This repository reproduces the results of the paper "Beyond calibration: estimating the grouping loss of modern neural networks" by Alexandre Perez-Lebel, Marine Le Morvan, and Gaël Varoquaux (ICLR 2023).

User-friendly package for estimating the grouping loss

A separate package to easily estimate the grouping loss of a classifier is available at:

GitHub repository

Install

git clone https://github.com/aperezlebel/beyond_calibration
conda install --file requirements.txt -c conda-forge

Reproduce

src/test_figures.py generates the figures present in the paper. Each is written as a test function that can be run with pytest.

Example:

# Generate the first figure of the paper.
pytest src/test_figures.py::test_fig1 -s

Depending on the figures you want to reproduce, you may need to install data.

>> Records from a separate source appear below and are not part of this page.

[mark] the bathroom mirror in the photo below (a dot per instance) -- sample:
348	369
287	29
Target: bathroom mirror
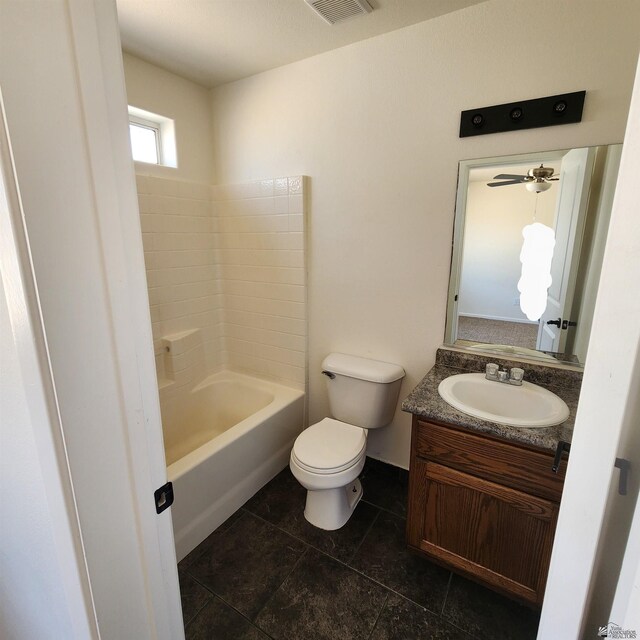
528	244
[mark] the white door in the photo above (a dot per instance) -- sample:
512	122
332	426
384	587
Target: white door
593	554
575	174
66	115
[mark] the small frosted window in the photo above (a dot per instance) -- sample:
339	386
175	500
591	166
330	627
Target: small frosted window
144	143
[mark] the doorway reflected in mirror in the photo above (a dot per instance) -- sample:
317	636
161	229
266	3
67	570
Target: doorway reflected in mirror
567	196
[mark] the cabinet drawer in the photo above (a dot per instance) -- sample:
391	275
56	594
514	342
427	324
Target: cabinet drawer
501	462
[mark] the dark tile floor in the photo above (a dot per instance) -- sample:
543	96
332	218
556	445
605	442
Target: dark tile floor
267	573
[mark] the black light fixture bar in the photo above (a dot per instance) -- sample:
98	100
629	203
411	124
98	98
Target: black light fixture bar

Full data build (required for Figures 6 to 8 and 13 to 27)

This procedure builds all the datasets, enabling the reproduction of all the figures (main text + appendix). If you want to reproduce only a subset of the figures, jump to the 'Partial data build for specific figures only' section.

1. Make the datasets

This downloads all the dataset archives (ImageNet-1K validation set, ImageNet-R, and ImageNet-C), extracts them, and builds the merged version of ImageNet-C.

pytest src/test_data.py::test_make_datasets -s
<details> <summary>Details.</summary> The above is equivalent to running the following commands separately.

1.1 Download dataset archives

This downloads the dataset archives of ImageNet-1K (val), ImageNet-R, and ImageNet-C.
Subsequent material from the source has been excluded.